“Gray matter” is only one of two types of brain tissue; the other “white matter” is rarely mentioned. Yet white matter makes up half the human brain and has not been thought to be important in cognition or learning outside the context of pathology. That view could change. Imaging and cellular and molecular studies are revealing white matter plasticity with possible implications for normal cognitive function and psychological disorders.

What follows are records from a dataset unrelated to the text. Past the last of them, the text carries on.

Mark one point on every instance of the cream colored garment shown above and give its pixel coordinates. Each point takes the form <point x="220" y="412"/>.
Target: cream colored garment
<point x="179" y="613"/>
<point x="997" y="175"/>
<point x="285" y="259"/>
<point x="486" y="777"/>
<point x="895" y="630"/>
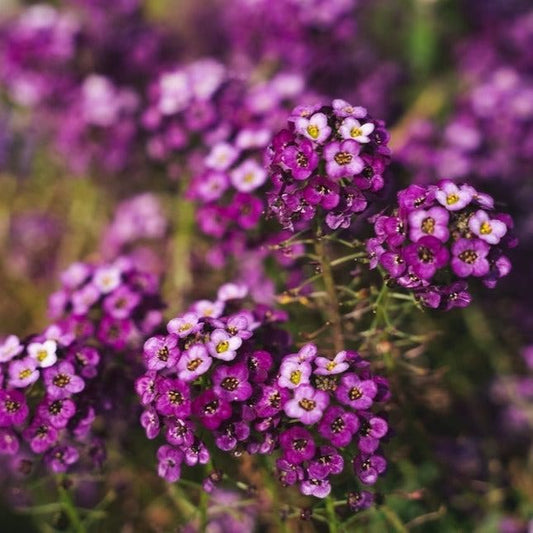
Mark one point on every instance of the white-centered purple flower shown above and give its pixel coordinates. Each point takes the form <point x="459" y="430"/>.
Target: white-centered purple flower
<point x="470" y="258"/>
<point x="432" y="222"/>
<point x="337" y="365"/>
<point x="487" y="229"/>
<point x="452" y="197"/>
<point x="315" y="128"/>
<point x="356" y="392"/>
<point x="351" y="128"/>
<point x="184" y="325"/>
<point x="23" y="372"/>
<point x="193" y="363"/>
<point x="307" y="405"/>
<point x="11" y="347"/>
<point x="222" y="345"/>
<point x="342" y="159"/>
<point x="44" y="353"/>
<point x="248" y="176"/>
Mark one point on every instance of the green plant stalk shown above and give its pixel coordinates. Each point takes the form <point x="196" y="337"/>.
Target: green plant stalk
<point x="332" y="306"/>
<point x="70" y="508"/>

White matter, which lies beneath the gray matter cortex, is composed of millions of bundles of axons (nerve fibers) that connect neurons in different brain regions into functional circuits. The white color derives from the electrical insulation (myelin) that coats axons (see the figure). It is formed by nonneuronal cells, oligodendrocytes, which wrap up to 150 layers of tightly compressed cell membrane around axons. Myelin is essential for high-speed transmission of electrical impulses, and its damage can impair conduction and consequently, sensory, motor, and cognitive functions. The human brain continues to undergo myelination until at least the third decade of age, and the frontal regions of the cerebral cortex, which carry out higher-level executive functions, are the last to become myelinated.
White matter.
Myelin that coats and insulates neuronal axons may control the propagation of electrical impulses in a manner that affects information processing.

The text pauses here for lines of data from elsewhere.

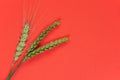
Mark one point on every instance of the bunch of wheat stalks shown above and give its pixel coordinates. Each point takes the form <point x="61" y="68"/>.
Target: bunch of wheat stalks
<point x="33" y="50"/>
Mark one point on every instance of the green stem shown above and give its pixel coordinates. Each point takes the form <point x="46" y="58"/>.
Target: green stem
<point x="12" y="73"/>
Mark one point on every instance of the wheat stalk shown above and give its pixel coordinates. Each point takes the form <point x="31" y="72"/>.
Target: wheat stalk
<point x="42" y="35"/>
<point x="46" y="47"/>
<point x="22" y="42"/>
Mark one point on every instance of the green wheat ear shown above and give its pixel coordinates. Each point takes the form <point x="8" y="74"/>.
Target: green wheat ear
<point x="46" y="47"/>
<point x="42" y="35"/>
<point x="22" y="42"/>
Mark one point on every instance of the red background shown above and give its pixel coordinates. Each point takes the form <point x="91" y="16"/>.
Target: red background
<point x="93" y="52"/>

Learning involves changes in strength of synapses, the connections between neurons in gray matter. But human brain imaging using magnetic resonance imaging (MRI) has revealed structural changes in white matter after learning complex tasks. This raises the question of whether white matter responds to experience in a manner that affects neuron function under normal circumstances, thereby affecting information processing and performance. There are a few intriguing observations related to this possibility. For example, structural changes in white matter correlate with the number of hours a professional musician practices (1). The greatest changes were seen in parts of the brain that were not yet fully myelinated. Similarly, adult subjects showed increased white matter structural organization in a brain region important for visuo-motor control 6 week after learning to juggle (2). And in a study of adults learning to read, the volume, anatomical organization, and functional connectivity of white matter tracts linking cortical regions important for reading were increased (3). Whether these changes in white matter structure affect neuron function directly by altering transmission of information required for acquiring a skill is not clear. However, the observations do show that learning a new skill is associated with altered white matter structure in the mature brain.

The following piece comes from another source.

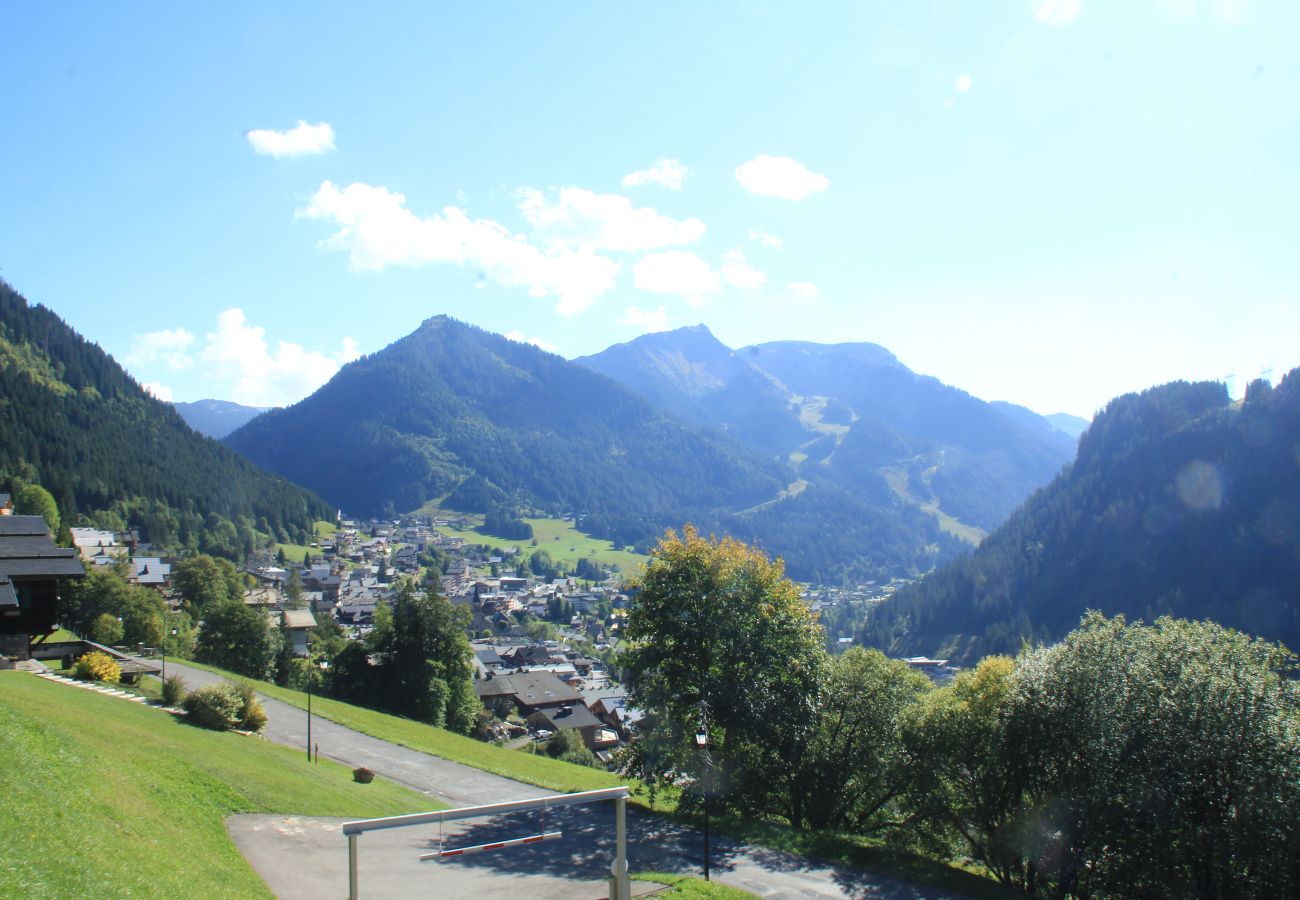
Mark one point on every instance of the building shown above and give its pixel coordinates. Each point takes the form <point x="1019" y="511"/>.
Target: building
<point x="30" y="571"/>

Histological studies on experimental animals should clarify whether the white matter changes seen by MRI after learning are caused by myelination of unmyelinated axons, increased thickness of myelin on axons that are already myelinated, alterations in axon caliber, branching, or crossing, or other cellular changes. MRI analyses of Japanese macaques have shown, for example, large structural changes in white matter in the cerebellum after training them to use a rake to retrieve a food reward (4). The extent of change correlated with the speed of learning the skill. Studies on rats raised in enriched environments that provide social interaction and novel objects for exploration revealed robust cellular changes in gray and white matter that include vascular tissue, glia, neurons, and increased myelination (5). Whether myelin has a primary role in the increased information processing in such animal models should be further explored, as observations such as those in the rat-environment studies may have implications for understanding brain development during early childhood experience.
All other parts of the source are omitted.